"We Go Anywhere" was the legend scrawled on the battered hull of the ALBATROSS, one of the worst old tubs in space. To Dale Sutton, the biggest man on campus at the Space Academy, it was a slap in the face to be ordered to such a crate. But his biggest shock came when orders set the ALBATROSS and its two companion ships on a course that let straight to the dreaded planet Saturn. No one had ever come back from Saturn, yet everyone knew the story of Captain Dearborn who had led the first and only expedition to the ringed planet a century earlier. His diary was the record of a steadily losing battle against the unknown as one by one, the little party had vanished.
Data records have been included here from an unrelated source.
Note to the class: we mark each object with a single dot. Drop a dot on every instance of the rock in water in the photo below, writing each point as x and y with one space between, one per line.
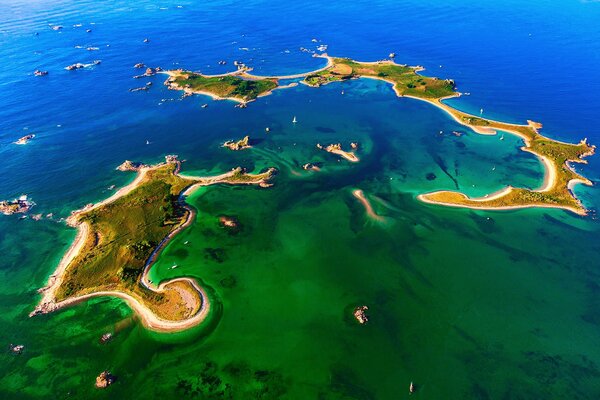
360 314
105 379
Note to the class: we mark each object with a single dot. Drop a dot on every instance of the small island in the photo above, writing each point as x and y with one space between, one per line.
556 191
239 145
119 238
236 87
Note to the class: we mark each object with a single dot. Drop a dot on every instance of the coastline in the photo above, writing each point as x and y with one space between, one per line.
148 317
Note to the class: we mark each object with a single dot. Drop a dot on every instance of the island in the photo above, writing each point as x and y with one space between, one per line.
336 148
406 81
119 238
230 86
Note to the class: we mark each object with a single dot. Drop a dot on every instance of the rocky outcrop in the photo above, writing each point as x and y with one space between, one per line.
239 145
25 139
104 380
17 206
361 315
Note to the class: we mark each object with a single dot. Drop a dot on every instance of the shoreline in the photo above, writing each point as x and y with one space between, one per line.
150 320
359 194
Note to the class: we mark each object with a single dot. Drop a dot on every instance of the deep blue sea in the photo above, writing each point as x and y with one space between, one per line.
519 60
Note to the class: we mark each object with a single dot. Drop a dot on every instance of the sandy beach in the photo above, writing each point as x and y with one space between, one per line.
148 317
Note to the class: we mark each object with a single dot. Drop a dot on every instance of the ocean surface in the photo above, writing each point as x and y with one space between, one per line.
466 304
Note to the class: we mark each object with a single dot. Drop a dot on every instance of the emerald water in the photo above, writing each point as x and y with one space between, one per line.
466 304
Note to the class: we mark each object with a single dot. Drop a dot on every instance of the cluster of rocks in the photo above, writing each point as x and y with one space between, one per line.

Now, a hundred years later, the superstitious crew of the ALBATROSS found it impossible to rid themselves of the feeling that the same catastrophe that had wiped out the previous expedition would strike again. They had hardly been settled a day in Dearborn's old underground quarters on Titan, Saturn's largest satellite, when their gnawing fears began to materialize. First, the loss of all their guns when the lights suddenly and inexplicably faded, then the disappearance of the first man! But greater and more deadly horrors were yet to come: panicky moments of groping though ghastly underground caves, the appearance of a face bearing the same twisted features of the illustrious Captain Dearborn, a collision that sends Titan up in a blaze of destruction, and the final landing on Saturn, a planet heaving with volcanos and covered with streams of molten lava.
Philip Latham's portrayal of life on a planet about whose conditions few have ventured a guess is a tale guaranteed to make the reader as numb with terror as the men the author writes about.